DOI: 10.1182/bloodadvances.2026020059 ISSN: 2473-9529

Delayed Recognition and Significant Morbidity in Adults with Non-Transfusion-Dependent Thalassemia

Aaron N Cheng, Scott A. Peslak, Sujit Sheth, Farzana A Sayani, Ashutosh Lal

Non-transfusion-dependent thalassemia (NTDT) is characterized by variable degrees of anemia, ineffective erythropoiesis, and iron overload, with a heightened risk of age-related complications. However, the clinical profiles of patients who first present to thalassemia care in adulthood, as well as the gaps in management, are poorly described. In a multi-institutional study, we identified 82 patients with NTDT aged ≥18 years who were referred to three U.S. thalassemia centers between 2013 and 2023. Data were collected by manual chart review and included clinical history, laboratory tests, and imaging. The median age at initial visit was 36.8 years (range 18-74), and 37 (45%) of the patients had α-thalassemia, while 45 (55%) had β-thalassemia. Complications assessed included symptomatic anemia, prior splenectomy, extramedullary hematopoiesis, iron overload, pulmonary hypertension, cardiac arrhythmia, endocrine complications, and thrombosis. Iron overload was common, with 71% of available liver MRIs showing hepatic iron >5 mg Fe/g dry weight. Among patients with LIC >5 mg Fe/g, only 24.4% were on chelation at referral.
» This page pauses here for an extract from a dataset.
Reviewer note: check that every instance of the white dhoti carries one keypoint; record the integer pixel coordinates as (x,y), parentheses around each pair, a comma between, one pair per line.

Strikingly, 49% of patients were recommended to start regular transfusions following the consultation, predominantly for symptomatic anemia or complications of ineffective erythropoiesis. Patients with NTDT referred for initial comprehensive thalassemia care in adulthood had high rates of morbidities and undertreated iron overload. The criteria for initiating regular transfusions must be widely implemented to mitigate long-term complications and improve the quality of life of adults with NTDT.